A few days ago on The McLaughlin Group one of the stranger blow-ups we've seen lately came when O'Donnell began discussing Mitt Romney's so-called "Faith" speech. Seemingly out of nowhere, O'Donnell launched into a full-scale attack on Mormonism:
O'DONNELL: Here's the problem. He dare not discuss his religion. And he fools people like Pat Buchanan, who should know better. This was the worst speech, the worst political speech, of my lifetime, because this man stood there and said to you, "This is the faith of my fathers." And you and none of these commentators who liked this speech realize that the faith of his father is a racist faith. As of 1978, it was an officially racist faith.

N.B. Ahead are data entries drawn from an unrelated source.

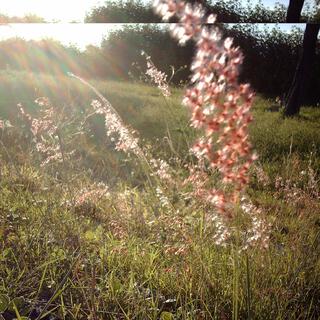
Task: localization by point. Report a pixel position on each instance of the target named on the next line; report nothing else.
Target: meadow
(100, 236)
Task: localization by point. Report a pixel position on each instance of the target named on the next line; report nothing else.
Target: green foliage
(131, 11)
(119, 57)
(227, 11)
(125, 256)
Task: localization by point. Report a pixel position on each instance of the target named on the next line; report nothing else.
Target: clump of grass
(73, 245)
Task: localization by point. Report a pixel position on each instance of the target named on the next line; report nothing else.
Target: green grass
(126, 256)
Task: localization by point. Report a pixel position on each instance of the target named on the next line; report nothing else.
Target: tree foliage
(271, 56)
(227, 11)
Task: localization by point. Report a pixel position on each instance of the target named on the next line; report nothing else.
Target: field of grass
(132, 253)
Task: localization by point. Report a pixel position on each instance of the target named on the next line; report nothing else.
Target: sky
(78, 34)
(70, 10)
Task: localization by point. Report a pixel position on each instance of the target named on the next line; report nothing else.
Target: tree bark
(303, 71)
(294, 11)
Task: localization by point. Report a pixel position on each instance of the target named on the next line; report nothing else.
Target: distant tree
(130, 11)
(304, 70)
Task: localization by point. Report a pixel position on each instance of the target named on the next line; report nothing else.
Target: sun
(78, 34)
(50, 10)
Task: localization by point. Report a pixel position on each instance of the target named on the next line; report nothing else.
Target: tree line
(271, 57)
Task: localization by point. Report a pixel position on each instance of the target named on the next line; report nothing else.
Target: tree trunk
(303, 71)
(294, 11)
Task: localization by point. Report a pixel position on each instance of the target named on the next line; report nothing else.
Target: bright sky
(78, 34)
(68, 10)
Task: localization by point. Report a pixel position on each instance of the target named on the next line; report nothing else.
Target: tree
(303, 72)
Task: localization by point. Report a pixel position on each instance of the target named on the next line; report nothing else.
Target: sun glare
(58, 10)
(79, 35)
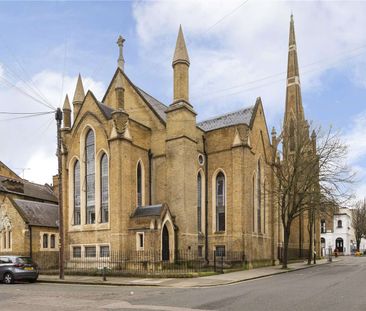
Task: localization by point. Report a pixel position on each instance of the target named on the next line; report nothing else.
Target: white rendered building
(340, 234)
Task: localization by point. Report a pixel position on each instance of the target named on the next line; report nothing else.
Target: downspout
(30, 241)
(206, 198)
(150, 171)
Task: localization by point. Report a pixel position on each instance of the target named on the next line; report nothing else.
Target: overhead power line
(225, 16)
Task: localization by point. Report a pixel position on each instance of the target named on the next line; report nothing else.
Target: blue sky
(232, 47)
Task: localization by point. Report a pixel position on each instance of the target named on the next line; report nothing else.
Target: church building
(141, 175)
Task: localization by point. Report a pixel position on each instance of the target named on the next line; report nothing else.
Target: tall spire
(180, 53)
(121, 60)
(294, 108)
(78, 96)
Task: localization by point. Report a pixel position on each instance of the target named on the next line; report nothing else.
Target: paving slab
(205, 281)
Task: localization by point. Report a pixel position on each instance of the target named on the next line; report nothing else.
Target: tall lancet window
(77, 218)
(199, 202)
(104, 188)
(139, 184)
(90, 177)
(259, 198)
(220, 202)
(264, 207)
(253, 202)
(292, 135)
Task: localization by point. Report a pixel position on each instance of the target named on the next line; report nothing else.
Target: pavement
(204, 281)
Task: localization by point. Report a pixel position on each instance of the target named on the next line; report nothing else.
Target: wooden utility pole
(58, 117)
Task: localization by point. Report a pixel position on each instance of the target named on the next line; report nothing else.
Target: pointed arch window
(90, 177)
(77, 218)
(139, 184)
(104, 191)
(264, 207)
(199, 202)
(253, 201)
(220, 202)
(259, 198)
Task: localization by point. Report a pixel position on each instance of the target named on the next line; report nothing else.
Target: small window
(140, 241)
(4, 260)
(90, 251)
(104, 251)
(220, 250)
(53, 241)
(45, 240)
(76, 252)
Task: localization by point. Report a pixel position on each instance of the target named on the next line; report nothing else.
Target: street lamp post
(58, 117)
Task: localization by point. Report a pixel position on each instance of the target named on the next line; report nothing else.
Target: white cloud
(30, 143)
(355, 138)
(247, 45)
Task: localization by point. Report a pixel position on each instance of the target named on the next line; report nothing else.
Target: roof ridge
(226, 114)
(140, 89)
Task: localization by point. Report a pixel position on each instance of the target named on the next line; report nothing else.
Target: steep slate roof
(242, 116)
(26, 188)
(148, 211)
(155, 104)
(38, 213)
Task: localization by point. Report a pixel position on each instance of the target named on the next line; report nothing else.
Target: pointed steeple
(79, 96)
(294, 108)
(121, 60)
(67, 112)
(180, 53)
(295, 126)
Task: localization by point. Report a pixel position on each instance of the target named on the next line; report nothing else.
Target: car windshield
(24, 260)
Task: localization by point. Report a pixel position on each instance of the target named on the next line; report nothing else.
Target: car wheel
(8, 278)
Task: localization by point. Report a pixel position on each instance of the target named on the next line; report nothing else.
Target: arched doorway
(322, 246)
(165, 244)
(339, 245)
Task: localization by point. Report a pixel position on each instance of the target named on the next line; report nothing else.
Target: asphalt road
(337, 286)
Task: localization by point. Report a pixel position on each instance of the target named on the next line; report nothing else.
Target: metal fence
(141, 263)
(293, 253)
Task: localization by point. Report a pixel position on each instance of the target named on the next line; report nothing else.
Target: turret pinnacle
(79, 91)
(66, 103)
(180, 53)
(78, 96)
(67, 113)
(121, 60)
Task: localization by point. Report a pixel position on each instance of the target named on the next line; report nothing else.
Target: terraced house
(141, 175)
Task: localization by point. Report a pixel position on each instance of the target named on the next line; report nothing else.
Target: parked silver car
(17, 268)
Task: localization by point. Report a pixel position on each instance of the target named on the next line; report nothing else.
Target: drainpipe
(30, 241)
(206, 198)
(150, 171)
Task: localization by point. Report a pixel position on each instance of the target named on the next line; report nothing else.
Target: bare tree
(359, 222)
(311, 175)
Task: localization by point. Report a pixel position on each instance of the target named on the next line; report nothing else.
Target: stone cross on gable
(5, 222)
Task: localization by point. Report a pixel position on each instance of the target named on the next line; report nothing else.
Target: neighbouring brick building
(141, 175)
(28, 217)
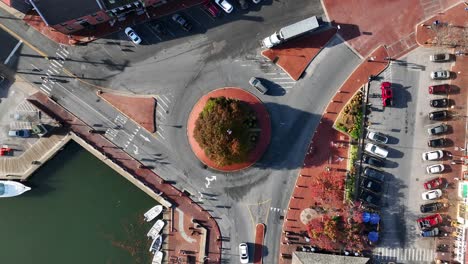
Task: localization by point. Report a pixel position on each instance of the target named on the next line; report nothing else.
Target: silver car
(440, 75)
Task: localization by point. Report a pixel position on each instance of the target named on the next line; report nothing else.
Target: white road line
(13, 52)
(160, 135)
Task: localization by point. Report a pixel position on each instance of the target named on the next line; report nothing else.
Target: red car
(439, 89)
(387, 94)
(434, 183)
(212, 9)
(429, 221)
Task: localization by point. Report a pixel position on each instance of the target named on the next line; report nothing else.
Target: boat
(156, 245)
(12, 188)
(153, 213)
(157, 259)
(156, 229)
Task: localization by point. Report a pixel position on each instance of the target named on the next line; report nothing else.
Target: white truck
(291, 31)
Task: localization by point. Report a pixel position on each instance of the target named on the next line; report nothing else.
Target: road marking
(160, 135)
(145, 138)
(13, 52)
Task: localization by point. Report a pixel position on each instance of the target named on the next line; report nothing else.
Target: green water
(78, 211)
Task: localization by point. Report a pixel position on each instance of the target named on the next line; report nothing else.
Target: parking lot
(406, 123)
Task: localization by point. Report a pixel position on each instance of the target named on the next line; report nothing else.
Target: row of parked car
(212, 8)
(428, 224)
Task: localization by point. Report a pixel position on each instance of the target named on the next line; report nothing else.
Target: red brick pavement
(140, 109)
(295, 55)
(103, 29)
(144, 175)
(263, 118)
(366, 24)
(327, 151)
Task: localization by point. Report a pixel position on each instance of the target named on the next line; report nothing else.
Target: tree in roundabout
(226, 130)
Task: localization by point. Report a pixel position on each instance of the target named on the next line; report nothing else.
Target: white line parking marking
(13, 52)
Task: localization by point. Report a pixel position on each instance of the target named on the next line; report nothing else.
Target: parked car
(376, 150)
(387, 94)
(433, 155)
(429, 221)
(438, 115)
(437, 130)
(436, 168)
(24, 133)
(367, 159)
(443, 102)
(243, 4)
(179, 19)
(437, 143)
(431, 207)
(431, 195)
(212, 9)
(371, 185)
(374, 174)
(435, 183)
(377, 137)
(369, 198)
(225, 5)
(430, 233)
(257, 84)
(439, 89)
(132, 35)
(440, 75)
(243, 253)
(441, 57)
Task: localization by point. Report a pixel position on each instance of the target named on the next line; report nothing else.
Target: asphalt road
(179, 70)
(406, 125)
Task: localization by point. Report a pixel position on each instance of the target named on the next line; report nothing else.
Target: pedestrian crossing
(404, 254)
(54, 69)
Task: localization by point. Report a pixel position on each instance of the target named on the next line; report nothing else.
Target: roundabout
(262, 119)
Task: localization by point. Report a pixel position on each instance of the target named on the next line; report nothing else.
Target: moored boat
(157, 259)
(12, 188)
(156, 245)
(156, 229)
(153, 213)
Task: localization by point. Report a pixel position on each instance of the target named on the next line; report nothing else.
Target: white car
(133, 35)
(377, 137)
(436, 168)
(243, 253)
(433, 155)
(432, 194)
(225, 5)
(376, 150)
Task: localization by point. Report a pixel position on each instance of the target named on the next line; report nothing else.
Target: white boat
(153, 213)
(156, 245)
(12, 188)
(156, 229)
(157, 259)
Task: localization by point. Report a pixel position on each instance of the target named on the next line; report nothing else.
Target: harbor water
(78, 211)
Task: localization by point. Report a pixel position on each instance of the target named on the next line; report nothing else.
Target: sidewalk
(192, 211)
(103, 29)
(322, 158)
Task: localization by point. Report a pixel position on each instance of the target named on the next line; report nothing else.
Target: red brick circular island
(263, 120)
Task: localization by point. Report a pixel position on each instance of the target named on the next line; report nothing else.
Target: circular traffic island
(229, 129)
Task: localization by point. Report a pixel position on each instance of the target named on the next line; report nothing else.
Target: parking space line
(13, 51)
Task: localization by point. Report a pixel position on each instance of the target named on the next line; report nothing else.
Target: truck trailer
(291, 31)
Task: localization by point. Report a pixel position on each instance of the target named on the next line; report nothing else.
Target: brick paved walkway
(140, 109)
(145, 176)
(263, 118)
(295, 55)
(103, 29)
(327, 153)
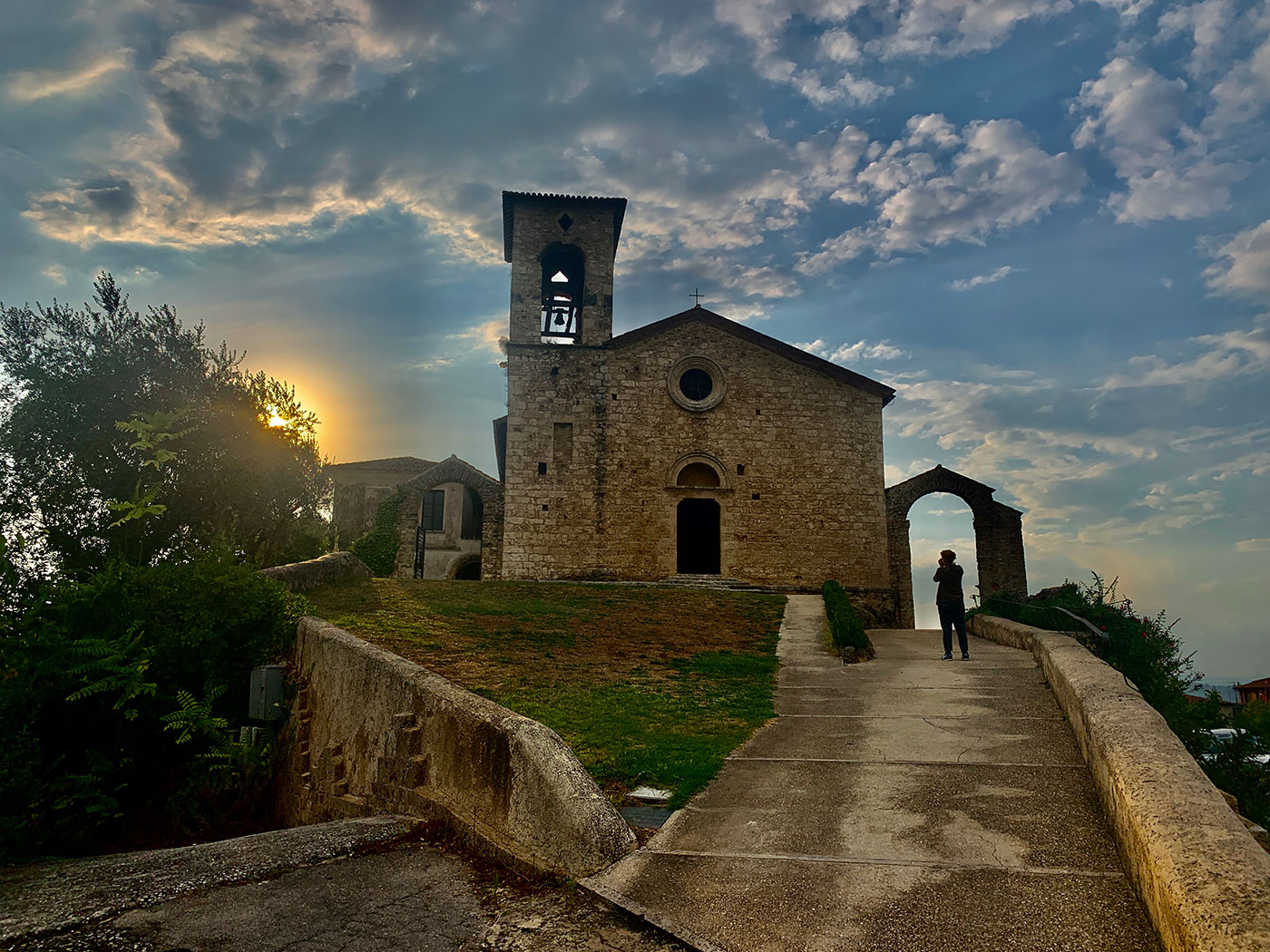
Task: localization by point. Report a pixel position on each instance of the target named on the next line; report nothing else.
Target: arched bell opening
(564, 267)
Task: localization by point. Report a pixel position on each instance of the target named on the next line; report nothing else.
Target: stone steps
(710, 581)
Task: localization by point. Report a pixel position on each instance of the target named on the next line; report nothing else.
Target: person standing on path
(952, 603)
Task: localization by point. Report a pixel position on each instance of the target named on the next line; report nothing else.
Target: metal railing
(1048, 617)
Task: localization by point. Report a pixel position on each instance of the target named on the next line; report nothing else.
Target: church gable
(717, 321)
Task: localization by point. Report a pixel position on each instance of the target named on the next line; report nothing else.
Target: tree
(240, 463)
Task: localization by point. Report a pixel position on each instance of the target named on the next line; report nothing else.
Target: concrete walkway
(904, 803)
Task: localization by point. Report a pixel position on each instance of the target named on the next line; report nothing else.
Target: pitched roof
(393, 463)
(511, 199)
(710, 319)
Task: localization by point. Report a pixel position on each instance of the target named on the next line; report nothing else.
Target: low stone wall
(375, 733)
(1204, 879)
(332, 567)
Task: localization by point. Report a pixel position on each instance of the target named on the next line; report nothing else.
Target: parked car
(1225, 735)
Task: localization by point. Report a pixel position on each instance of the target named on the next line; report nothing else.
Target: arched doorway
(466, 568)
(696, 537)
(999, 536)
(940, 520)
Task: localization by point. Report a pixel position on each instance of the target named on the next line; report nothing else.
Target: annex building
(689, 446)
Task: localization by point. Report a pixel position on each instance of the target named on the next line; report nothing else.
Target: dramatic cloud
(1000, 178)
(31, 85)
(967, 283)
(1136, 116)
(860, 351)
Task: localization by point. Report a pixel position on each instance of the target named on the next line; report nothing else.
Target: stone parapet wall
(1203, 878)
(376, 733)
(594, 434)
(333, 567)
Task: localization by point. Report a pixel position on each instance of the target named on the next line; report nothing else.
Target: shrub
(1147, 653)
(377, 549)
(117, 700)
(846, 627)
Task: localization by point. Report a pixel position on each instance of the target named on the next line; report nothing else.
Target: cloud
(1242, 264)
(488, 336)
(1136, 117)
(1216, 359)
(860, 351)
(967, 283)
(32, 85)
(1095, 463)
(999, 180)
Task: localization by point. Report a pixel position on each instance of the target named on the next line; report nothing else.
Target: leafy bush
(846, 627)
(117, 695)
(1147, 653)
(238, 452)
(377, 549)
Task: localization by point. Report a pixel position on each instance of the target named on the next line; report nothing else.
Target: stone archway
(486, 489)
(999, 535)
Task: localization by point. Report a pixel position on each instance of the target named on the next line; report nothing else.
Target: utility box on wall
(264, 700)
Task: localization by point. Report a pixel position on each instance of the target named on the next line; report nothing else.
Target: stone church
(691, 446)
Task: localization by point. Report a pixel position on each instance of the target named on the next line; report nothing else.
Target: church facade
(689, 446)
(694, 446)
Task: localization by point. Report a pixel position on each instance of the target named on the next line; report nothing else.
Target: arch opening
(698, 473)
(940, 520)
(997, 532)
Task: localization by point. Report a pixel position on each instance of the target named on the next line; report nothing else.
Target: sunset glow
(1045, 225)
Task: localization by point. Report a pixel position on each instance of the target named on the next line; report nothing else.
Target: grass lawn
(648, 685)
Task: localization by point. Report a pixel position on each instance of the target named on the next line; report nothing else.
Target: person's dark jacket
(949, 577)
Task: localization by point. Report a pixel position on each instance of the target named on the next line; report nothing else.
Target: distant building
(1228, 698)
(361, 486)
(447, 522)
(1256, 689)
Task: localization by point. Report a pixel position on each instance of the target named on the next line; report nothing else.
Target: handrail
(1098, 632)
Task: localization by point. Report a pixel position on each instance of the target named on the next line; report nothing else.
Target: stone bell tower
(562, 249)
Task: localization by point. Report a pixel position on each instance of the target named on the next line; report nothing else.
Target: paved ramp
(904, 803)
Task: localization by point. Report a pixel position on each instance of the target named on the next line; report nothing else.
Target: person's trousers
(952, 615)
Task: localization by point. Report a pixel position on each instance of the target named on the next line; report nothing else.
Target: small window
(434, 510)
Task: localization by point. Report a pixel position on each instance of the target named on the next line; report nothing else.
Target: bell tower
(562, 249)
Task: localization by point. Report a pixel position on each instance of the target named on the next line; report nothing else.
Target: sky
(1044, 222)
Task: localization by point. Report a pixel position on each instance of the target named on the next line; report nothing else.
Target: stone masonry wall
(374, 733)
(808, 504)
(535, 228)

And for political convenience, in 1978 it switched and it said, "Okay, black people can be in this church."
He believes -- if he believes the faith of his fathers that black people are black because in heaven they turned away from God in this demented Scientology-like notion of what was going on in heaven before the creation of the earth --
BUCHANAN: Are you saying that his Mormonism disqualifies him from being president of the United States?
O'DONNELL: I'm saying he's got to answer -- when he was 30 years old --
BUCHANAN: He does not have to answer.
O'DONNELL: -- and he firmly believed in the faith of his father that black people are inferior, when did he change his mind? Did the religion have to tell him to change his mind? And when he talks about the faith of his father, how about the faith of his great- grandfather, who had five wives?
BUCHANAN: Well, look, my great-grandfather had slaves, and I don't believe in slavery.